La deuda ecológica, calculada a partir por ejemplo de la diferencia entere la huella ecológica de un determinado país, y la superficie biológicamente productiva del
planeta (partiendo de la base de que todos los habitantes de la Tierra
tienen el mismo derecho a disfrutar de sus servicios naturales y
ambientales), podría ser un buen punto de partida, una vez que el
cálculo de estas últimas haya adquirido el suficiente rigor conceptual.
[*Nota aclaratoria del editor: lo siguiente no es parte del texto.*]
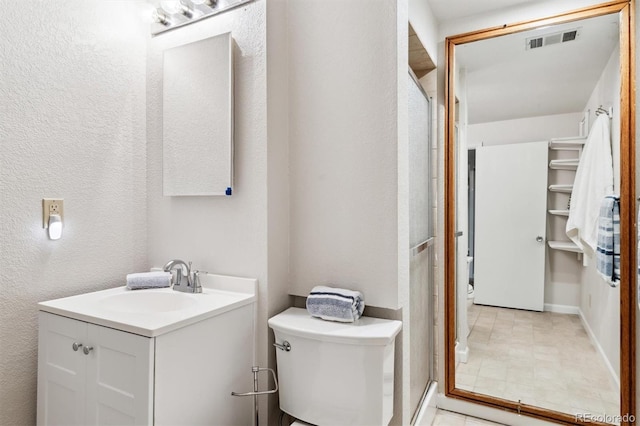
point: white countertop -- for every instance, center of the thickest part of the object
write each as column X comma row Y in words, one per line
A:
column 152, row 312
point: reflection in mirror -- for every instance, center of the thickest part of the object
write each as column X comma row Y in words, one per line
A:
column 198, row 118
column 542, row 326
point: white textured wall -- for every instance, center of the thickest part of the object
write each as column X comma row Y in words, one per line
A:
column 563, row 270
column 528, row 129
column 72, row 126
column 245, row 234
column 344, row 147
column 425, row 25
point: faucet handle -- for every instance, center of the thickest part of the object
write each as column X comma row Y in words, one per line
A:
column 197, row 288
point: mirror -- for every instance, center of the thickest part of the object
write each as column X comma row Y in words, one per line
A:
column 198, row 118
column 530, row 325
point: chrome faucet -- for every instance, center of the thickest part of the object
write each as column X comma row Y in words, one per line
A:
column 193, row 279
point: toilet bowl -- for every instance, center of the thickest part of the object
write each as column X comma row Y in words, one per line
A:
column 335, row 373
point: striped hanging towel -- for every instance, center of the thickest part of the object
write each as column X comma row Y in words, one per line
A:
column 608, row 250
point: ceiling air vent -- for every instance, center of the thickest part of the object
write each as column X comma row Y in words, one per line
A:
column 553, row 38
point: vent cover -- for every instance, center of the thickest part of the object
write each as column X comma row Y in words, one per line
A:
column 554, row 38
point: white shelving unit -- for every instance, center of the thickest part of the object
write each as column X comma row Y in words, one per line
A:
column 565, row 246
column 561, row 188
column 571, row 164
column 573, row 143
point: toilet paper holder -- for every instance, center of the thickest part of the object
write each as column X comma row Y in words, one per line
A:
column 255, row 370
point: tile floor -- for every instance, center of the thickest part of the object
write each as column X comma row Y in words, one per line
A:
column 541, row 358
column 448, row 418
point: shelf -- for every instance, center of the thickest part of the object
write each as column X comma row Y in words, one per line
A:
column 565, row 246
column 561, row 188
column 571, row 164
column 573, row 143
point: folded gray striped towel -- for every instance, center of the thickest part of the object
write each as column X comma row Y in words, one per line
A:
column 335, row 304
column 608, row 250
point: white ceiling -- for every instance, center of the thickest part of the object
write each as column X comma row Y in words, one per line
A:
column 506, row 81
column 445, row 10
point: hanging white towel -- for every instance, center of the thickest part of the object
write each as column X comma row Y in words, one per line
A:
column 593, row 181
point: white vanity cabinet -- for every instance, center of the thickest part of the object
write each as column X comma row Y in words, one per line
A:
column 111, row 384
column 148, row 357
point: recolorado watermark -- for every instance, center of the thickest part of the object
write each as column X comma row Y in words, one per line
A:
column 605, row 418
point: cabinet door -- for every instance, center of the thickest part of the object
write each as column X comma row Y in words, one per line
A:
column 61, row 371
column 119, row 378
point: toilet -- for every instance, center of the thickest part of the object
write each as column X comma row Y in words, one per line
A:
column 332, row 373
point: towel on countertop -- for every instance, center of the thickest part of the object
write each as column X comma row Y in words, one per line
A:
column 593, row 181
column 608, row 251
column 335, row 304
column 142, row 280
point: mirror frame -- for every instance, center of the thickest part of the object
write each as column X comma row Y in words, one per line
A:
column 627, row 208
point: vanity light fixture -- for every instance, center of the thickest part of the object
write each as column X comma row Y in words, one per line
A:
column 172, row 14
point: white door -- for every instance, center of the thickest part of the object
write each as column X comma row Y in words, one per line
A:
column 119, row 378
column 511, row 203
column 61, row 371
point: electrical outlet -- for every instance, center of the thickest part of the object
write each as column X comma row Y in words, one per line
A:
column 51, row 206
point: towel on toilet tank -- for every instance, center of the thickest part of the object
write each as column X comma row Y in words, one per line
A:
column 335, row 304
column 142, row 280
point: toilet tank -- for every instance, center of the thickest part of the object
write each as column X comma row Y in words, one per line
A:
column 335, row 373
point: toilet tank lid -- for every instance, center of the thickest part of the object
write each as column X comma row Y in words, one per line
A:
column 365, row 331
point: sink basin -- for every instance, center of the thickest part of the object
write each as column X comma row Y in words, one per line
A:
column 146, row 302
column 152, row 312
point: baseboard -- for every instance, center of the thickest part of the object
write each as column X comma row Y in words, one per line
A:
column 428, row 407
column 601, row 352
column 562, row 309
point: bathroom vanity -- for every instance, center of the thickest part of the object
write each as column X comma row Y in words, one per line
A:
column 148, row 357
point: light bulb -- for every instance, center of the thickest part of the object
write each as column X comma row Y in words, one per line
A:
column 171, row 6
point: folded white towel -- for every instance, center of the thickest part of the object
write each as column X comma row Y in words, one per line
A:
column 142, row 280
column 335, row 304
No parece, sin embargo, que los actuales sean tiempos propicios para
abrir siquiera una discusión en este sentido.
CONCLUSIÓN
La actual crisis económica y financiera no sólo ha reducido
parcialmente la presión sobre los activos naturales y ambientales, lo
que es positivo, sino que ha relegado la preocupación con respecto a la
sostenibilidad ambiental a un lugar muy secundario en el orden de las
prioridades públicas, lo que puede tener consecuencias muy negativas en
el medio y largo plazo. La presión a favor de un cambio de rumbo hacia
un modelo de desarrollo más sostenible y respetuoso con el medio
ambiente se ha reducido considerablemente. Puede que en los países
europeos, las demandas sociales frenen en parte esta caída (aunque el
caso de España no invita precisamente al optimismo) pero, en cualquier
caso, el papel directo de Europa en la lucha contra la degradación
ambiental, cada vez será más reducido. Distinto es el papel que Europa
puede jugar, indirectamente, para convencer (y financiar) el cambio de
rumbo en los países emergentes. En un contexto de crisis y depresión,
sin embargo, y teniendo en cuenta la importancia del crecimiento de
estas economías para la propia gestión de la crisis europea, los
incentivos para desempeñar un papel de liderazgo en este sentido son,
hoy por hoy, pequeños.
Referencias
Azqueta, D. y D. Sotelsek (2007). Valuing Nature: From Environmental impacts to Natural Capital. Ecological Economics, 63 (1): 22-30.
Azqueta, D. y G. Delacámara (2008). El costo ecológico de la
extracción de petróleo: una simulación. Revista de la CEPAL, 94:59-74.
Kumhof, M. y R. Rancière (2011). Desigualdad igual a endeudamiento. Finanzas y Desarrollo, septiembre de 2011: 25-27.